Jean était le plus heureux des enfants, puisque de temps en temps, et de plus en plus souvent maintenant, il goûtait en compagnie de son amie Caroline. Puis ils se promenaient et les mains se frôlaient, les rires se perchaient dans les nids douillets des oiseaux et les cris de joie poussaient les nuages pour éclairer leur bonheur d'être ensemble.
Un jour, sans prévenir, Caroline sauta sur Jean qui approchait l’âge d’être amant et l’embrassa avec tant de passion qu’il resta muet plusieurs jours.
Malheureusement, les parenthèses heureuses sont ouvertes pour être refermées. Le pécule gagné ne fut pas infini et les dettes s'accumulèrent à l’envi. Les banquiers, les assureurs, les prêteurs, tous réclamaient leurs dus et leurs usures. Claude ne pouvant satisfaire leur demande, on l’arrêta et on le mit au fer dans une sinistre geôle, pour qu’il paie de sa vie ses onéreuses facéties.
Jean quitta son pays sans que l’on réponde à ses adieux. Il s’installa dans une ville plus grande, puis dans une autre, et encore dans une autre ville, et encore plus grande, qui avait besoin d’hommes et de bras. Par bonheur, Jean en avait deux. Il était toujours aussi petit, mais la jeunesse est forte et endurante.
La sueur n’est pas rémunérée à sa juste valeur, le pain est difficile à gagner et la chambre à payer. Jean décida de faire un second métier, le soir, après celui du jour, en renouvelant son style et son identité pour ne pas être démasqué. Dès lors, bien qu’il travaillait déjà dur, il travailla tard, sous un rayon de lune ou à la lumière d’un réverbère pour économiser, comme il le disait.
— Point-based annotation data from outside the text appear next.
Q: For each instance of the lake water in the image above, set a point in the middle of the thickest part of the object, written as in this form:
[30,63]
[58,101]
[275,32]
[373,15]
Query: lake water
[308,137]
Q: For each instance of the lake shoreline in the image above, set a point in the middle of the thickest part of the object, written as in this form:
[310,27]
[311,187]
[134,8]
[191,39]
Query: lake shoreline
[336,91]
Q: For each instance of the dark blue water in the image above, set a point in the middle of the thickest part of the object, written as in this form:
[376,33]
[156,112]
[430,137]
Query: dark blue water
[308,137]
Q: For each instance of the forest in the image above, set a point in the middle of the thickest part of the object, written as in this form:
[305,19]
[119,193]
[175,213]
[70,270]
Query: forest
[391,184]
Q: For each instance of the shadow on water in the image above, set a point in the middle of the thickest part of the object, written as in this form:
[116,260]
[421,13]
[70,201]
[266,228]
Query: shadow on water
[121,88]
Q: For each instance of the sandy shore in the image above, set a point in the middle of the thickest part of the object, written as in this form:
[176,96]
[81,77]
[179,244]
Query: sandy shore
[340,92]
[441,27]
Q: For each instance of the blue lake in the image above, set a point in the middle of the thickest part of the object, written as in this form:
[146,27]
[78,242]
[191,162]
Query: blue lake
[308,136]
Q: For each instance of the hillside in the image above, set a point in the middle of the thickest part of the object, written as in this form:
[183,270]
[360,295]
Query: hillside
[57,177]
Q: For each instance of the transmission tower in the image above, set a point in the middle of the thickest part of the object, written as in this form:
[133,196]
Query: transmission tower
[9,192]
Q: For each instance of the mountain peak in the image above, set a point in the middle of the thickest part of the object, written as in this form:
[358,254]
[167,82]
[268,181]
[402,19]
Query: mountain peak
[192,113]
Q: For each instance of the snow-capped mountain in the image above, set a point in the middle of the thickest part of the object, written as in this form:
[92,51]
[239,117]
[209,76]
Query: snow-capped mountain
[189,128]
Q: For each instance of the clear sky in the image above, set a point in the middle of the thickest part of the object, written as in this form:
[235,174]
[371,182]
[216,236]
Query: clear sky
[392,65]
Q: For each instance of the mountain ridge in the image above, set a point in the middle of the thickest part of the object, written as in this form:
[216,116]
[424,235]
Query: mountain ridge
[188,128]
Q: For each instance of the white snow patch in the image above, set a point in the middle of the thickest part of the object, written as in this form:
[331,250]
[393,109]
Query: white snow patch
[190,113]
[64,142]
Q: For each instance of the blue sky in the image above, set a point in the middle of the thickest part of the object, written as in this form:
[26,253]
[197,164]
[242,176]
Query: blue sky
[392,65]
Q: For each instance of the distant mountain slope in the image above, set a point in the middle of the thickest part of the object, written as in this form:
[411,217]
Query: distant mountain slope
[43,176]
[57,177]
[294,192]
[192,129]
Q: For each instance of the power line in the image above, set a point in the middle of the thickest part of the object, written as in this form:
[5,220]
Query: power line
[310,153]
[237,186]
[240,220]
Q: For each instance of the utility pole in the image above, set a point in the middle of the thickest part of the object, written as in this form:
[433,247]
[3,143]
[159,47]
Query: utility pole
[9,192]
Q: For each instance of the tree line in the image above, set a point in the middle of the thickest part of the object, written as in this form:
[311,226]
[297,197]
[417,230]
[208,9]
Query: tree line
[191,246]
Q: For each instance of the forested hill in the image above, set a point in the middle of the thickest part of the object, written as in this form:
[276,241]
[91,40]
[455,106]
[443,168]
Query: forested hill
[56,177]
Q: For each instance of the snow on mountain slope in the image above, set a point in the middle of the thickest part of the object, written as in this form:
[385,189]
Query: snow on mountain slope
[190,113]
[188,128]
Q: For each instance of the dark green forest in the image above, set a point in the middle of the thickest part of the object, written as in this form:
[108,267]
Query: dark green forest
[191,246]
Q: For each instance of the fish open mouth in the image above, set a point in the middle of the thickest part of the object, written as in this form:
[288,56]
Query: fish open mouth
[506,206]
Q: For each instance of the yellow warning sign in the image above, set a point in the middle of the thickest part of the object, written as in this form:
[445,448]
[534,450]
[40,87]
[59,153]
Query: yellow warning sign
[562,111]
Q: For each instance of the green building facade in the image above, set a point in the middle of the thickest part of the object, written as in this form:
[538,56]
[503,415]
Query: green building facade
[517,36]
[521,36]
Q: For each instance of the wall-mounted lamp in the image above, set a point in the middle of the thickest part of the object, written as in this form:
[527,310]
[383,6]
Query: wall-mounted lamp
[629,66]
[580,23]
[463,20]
Cinquante-sept années se sont écoulées et le village de Jean a dévoré les champs et les bois qui l'entouraient. Des pavillons ont poussé, des tours se sont élevées, des milliers d'habitants sont arrivés. Il manquait une école, alors, aujourd’hui, on inaugure un nouvel établissement scolaire.
Toutes les dames et tous les messieurs portent des tenues chics, des bijoux chargés d’or, des cravates tissées de soie. Ils se regardent, parlent au micro, s’écoutent, se sourient, satisfaits et fiers de représenter sur l’estrade leur autorité, leur képi ou leur écharpe. La foule, devant eux, frappe leurs mains quand il faut frapper, rit aux blagues par courtoisie, malgré la longueur insipide des discours, que l’on prend vers la fin, au plus court.
— … Vous le connaissez sous les pseudonymes d’Oscar Plumert, d'Edgar Dine ou de Marc Lubaste, il a gagné trois fois le prix littéraire le plus prestigieux, le grand prix international, voici l’enfant de notre village, Mesdames et Messieurs, Jean Vilain.
Jean se lève et cherche dans les yeux merveilleux de sa compagne un peu de la force perdue dans sa jeunesse. Ils se regardent avec une tendresse jumelle, un amour siamois. Ils se regardent trop longtemps, il faut les séparer, alors les haut-parleurs se répètent.
— Mesdames et Messieurs, Jean Vilain.
Jean Vilain dit Le Petit, lâche la main de Caroline qui ne l’a jamais quitté et se dirige vers le pupitre sous les applaudissements (Il pense à son papa).